In this procedure, the adenoid tissue is ablated and both tonsils are resected. There are multiple techniques of performing adenotonsillectomy, including cold steel (scissors) dissection, electrocautery, microdebrider, and Coblation™.
Indications for Surgery:
- Recurrent acute tonsillitis (7 or more episodes over 1 year, 5 or more episodes a year for 2 years, or 3 or more episodes a year for 3 years)
- Recurrent acute tonsillitis in patients with cardiac valvular disease or febrile seizures
- Two or more episodes of peritonsillar abscess
- Obstructive sleep apnea
- Adenotonsillar hypertrophy associated with cor pulmonale, failure to thrive, dysphagia, speech abnormality, or craniofacial growth abnormality
- Chronic tonsillitis refractory to medical therapy and associated with significant symptoms
- Asymmetric tonsillar hypertrophy (concern for neoplasia)
- Adenoid hypertrophy associated with recurrent acute otitis media or otitis media with effusion
- Adenoid hypertrophy associated with obstructive sleep apnea
- Adenoid hypertrophy associated with cor pulmonale, failure to thrive, dysphagia, speech abnormality, or craniofacial growth abnormality
- Adenoid hypertrophy associated with chronic sinusitis
- Concern for neoplasia
Contraindications to Surgery:
- Medical comorbidities that would preclude surgical or anesthesia risk
- Adenotonsillectomy should not be performed in the setting of active acute infection
- Adenoidectomy is relatively contraindicated in patients with cleft palate or submucous cleft, as it increases the risk of velopharyngeal insufficiency
If tonsillectomy is performed for obstructive sleep apnea, a polysomnogram may be considered, but is not necessary if tonsillar hypertrophy is prominent and the history is consistent with OSA.

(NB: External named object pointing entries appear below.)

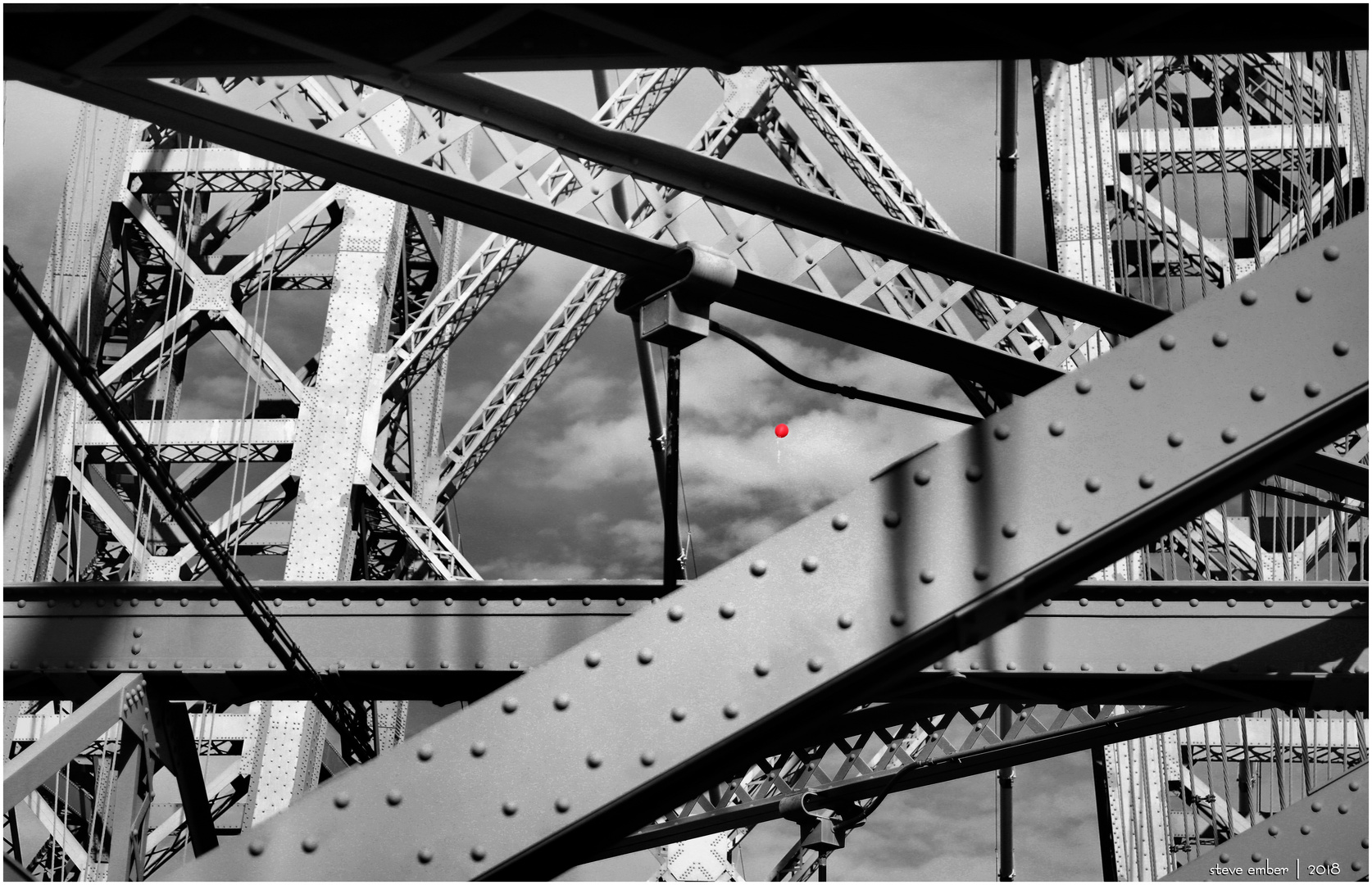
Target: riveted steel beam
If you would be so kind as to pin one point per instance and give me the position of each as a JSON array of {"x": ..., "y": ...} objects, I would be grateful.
[
  {"x": 456, "y": 197},
  {"x": 848, "y": 601},
  {"x": 1323, "y": 837},
  {"x": 439, "y": 641}
]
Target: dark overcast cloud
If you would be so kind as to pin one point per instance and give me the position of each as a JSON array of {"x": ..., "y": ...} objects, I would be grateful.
[{"x": 570, "y": 490}]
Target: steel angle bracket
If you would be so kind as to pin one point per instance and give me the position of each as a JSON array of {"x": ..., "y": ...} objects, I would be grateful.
[
  {"x": 1321, "y": 837},
  {"x": 929, "y": 557},
  {"x": 678, "y": 313}
]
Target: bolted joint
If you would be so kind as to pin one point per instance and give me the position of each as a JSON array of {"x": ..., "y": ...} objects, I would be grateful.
[{"x": 678, "y": 315}]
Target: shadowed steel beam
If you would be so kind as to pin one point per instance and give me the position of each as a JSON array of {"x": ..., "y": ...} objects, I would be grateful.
[
  {"x": 1124, "y": 628},
  {"x": 154, "y": 471},
  {"x": 1325, "y": 830},
  {"x": 1157, "y": 431},
  {"x": 575, "y": 235}
]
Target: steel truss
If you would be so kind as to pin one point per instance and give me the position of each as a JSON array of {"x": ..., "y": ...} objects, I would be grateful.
[{"x": 997, "y": 334}]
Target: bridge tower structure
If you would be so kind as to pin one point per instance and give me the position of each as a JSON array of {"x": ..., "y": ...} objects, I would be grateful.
[{"x": 1205, "y": 638}]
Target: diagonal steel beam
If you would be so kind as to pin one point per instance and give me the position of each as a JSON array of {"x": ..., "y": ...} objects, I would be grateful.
[{"x": 1158, "y": 429}]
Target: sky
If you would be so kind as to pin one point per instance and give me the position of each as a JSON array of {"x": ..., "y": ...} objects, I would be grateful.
[{"x": 570, "y": 490}]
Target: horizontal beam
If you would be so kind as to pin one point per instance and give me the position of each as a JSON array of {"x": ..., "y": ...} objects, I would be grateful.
[
  {"x": 416, "y": 638},
  {"x": 161, "y": 40},
  {"x": 938, "y": 762},
  {"x": 1327, "y": 828}
]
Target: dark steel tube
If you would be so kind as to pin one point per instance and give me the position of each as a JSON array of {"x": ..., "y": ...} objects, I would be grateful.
[{"x": 1009, "y": 160}]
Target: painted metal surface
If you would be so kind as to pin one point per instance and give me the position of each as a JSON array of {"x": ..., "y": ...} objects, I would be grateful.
[
  {"x": 419, "y": 640},
  {"x": 1183, "y": 441},
  {"x": 1324, "y": 837}
]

- The patient is placed supine on the operating table and general anesthesia is induced via endotracheal intubation.
- The table is rotated 45-90 degrees, a shoulder roll is placed, and the neck is extended.
- A retractor is placed in the mouth to depress the tongue and hold the mouth open so that the oropharynx is in view. The palate is checked to make sure there is not a bifid uvula or other evidence of a submucous cleft palate.
- One end of a rubber catheter may be inserted through the nostril and the other end pulled out through the mouth; the ends are then secured together, elevating the soft palate. This may be done on both sides, if desired.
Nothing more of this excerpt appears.